Figure 2.23 – Alerts tab

The following, corresponding to Figure 2.23, is an explanation of these options:

• Contexts (1): Used to show alerts from only URLs in scope.
• Globe (2): Only select alerts from sites contained in the Sites tree window.
• Pencil (3): Allows a user to edit the attributes of an alert.
• Broom with color (4): Delete all alerts button. When clicked, this will display a warning to the user asking them to confirm whether this action is OK or to cancel it. Click OK to remove every alert or Cancel to go back.

The plus (+) symbol

The plus icon can be used to add additional tabs to the information window. The tabs are ZAP tools. The tabs that can be added are AJAX Spider, Active Scan, Automation, Breakpoints, Forced Browse, Fuzzer, HTTP Sessions, OAST, Output, Params, Progress, Spider, WebSockets, and Zest Results. Figure 2.24 shows all these options and a description of each follows:

Figure 2.24 – The options of the plug symbol

The following are explanations of these options:

• AJAX Spider: This is used to efficiently and effectively crawl Ajax-based web applications. It creates a proxy for ZAP to talk to Crawljax, which is an open source event-driven dynamic crawling tool. It is recommended to use both the native Spider tool and Ajax Spider when testing an Ajax-based web application.
• Active Scan: This has options to start new scans and see the progress of existing scans.
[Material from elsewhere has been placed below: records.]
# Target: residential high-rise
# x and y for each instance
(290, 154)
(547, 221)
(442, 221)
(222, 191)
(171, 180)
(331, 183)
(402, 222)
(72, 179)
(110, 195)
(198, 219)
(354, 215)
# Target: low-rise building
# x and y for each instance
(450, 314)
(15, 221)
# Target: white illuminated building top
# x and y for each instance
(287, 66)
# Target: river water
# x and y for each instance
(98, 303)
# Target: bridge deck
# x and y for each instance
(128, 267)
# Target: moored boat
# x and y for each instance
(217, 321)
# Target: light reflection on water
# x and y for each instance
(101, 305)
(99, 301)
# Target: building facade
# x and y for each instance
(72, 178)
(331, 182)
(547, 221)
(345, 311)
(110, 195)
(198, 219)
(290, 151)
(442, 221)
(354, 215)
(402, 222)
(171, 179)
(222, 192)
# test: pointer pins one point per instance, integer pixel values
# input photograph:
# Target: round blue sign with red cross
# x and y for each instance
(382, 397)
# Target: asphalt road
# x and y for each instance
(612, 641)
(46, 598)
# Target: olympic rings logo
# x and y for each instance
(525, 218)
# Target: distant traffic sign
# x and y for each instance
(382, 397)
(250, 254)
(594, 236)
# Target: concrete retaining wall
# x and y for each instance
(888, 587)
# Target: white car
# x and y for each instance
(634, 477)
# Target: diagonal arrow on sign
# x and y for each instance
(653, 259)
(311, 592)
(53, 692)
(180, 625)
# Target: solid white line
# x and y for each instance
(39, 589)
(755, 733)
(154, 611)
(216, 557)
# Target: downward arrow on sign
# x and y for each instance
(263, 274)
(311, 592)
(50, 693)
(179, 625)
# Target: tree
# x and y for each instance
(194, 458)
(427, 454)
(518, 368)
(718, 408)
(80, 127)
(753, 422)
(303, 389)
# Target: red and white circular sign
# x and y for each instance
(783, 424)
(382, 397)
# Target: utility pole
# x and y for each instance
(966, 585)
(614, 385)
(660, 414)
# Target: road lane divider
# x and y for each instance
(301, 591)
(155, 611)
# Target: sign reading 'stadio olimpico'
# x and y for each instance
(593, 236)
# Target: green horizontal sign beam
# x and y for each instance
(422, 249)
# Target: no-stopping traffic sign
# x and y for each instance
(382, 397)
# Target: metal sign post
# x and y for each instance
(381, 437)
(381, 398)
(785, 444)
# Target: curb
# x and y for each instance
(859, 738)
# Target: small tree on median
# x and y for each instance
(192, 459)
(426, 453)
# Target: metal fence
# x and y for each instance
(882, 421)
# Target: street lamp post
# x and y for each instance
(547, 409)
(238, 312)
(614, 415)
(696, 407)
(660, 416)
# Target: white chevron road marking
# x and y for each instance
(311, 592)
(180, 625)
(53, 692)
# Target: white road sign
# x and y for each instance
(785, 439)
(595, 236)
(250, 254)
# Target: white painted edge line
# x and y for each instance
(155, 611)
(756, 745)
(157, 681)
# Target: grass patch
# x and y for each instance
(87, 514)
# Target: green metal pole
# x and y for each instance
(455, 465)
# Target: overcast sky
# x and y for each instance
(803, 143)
Furthermore, it shows the data of various scans.
• Automation: This allows you to create scripts for automated testing.
• Breakpoints: This manages all the breakpoints set in the current session.
• Forced Browse: In this tab, ZAP allows you to use forced browsing to find directories and files.
• Fuzzer: In Fuzzer, there are options to start new fuzzing tests and see information about a fuzz test that has already started.
• HTTP Sessions: In this tab, ZAP displays the HTTP sessions for the selected site.
• OAST: In this tab, ZAP displays out-of-band messages found.
• Output: In this tab, ZAP will display error messages found on the application. These errors can be used to report a bug to the ZAP team.
• Params: In this tab, ZAP displays the parameters and response header fields of a site.
• Progress: In this tab, ZAP displays the completed or in-progress scanning rules for each host and details for each scanning rule.
• Spider: The Spider tool is ZAP’s native crawler. In this tab, ZAP displays the unique URIs discovered by the Spider tool during the scan. This tab contains three tabs. The first tab displays the URIs discovered, the second tab displays any added nodes, and the third tab displays any Spider messages.
• WebSockets: The tab shows all messages from WebSockets connections.
• Zest Results: This tab will display the result of Zest scans.

How it works…

The Information window is the bread and butter of outcomes from your initial spidering, active or passive scans, fuzzing, or any other add-ons used. This section is where you will want to start paying attention to forming more specific manual attacks and testing the web applications in scope.

There’s more…

There’s a lot of good information to help a tester create good written penetration testing reports by offering references to the OWASP Top 10 or other documents from vendors. This information can be found in the Alerts tab and changes when selecting a specific vulnerability.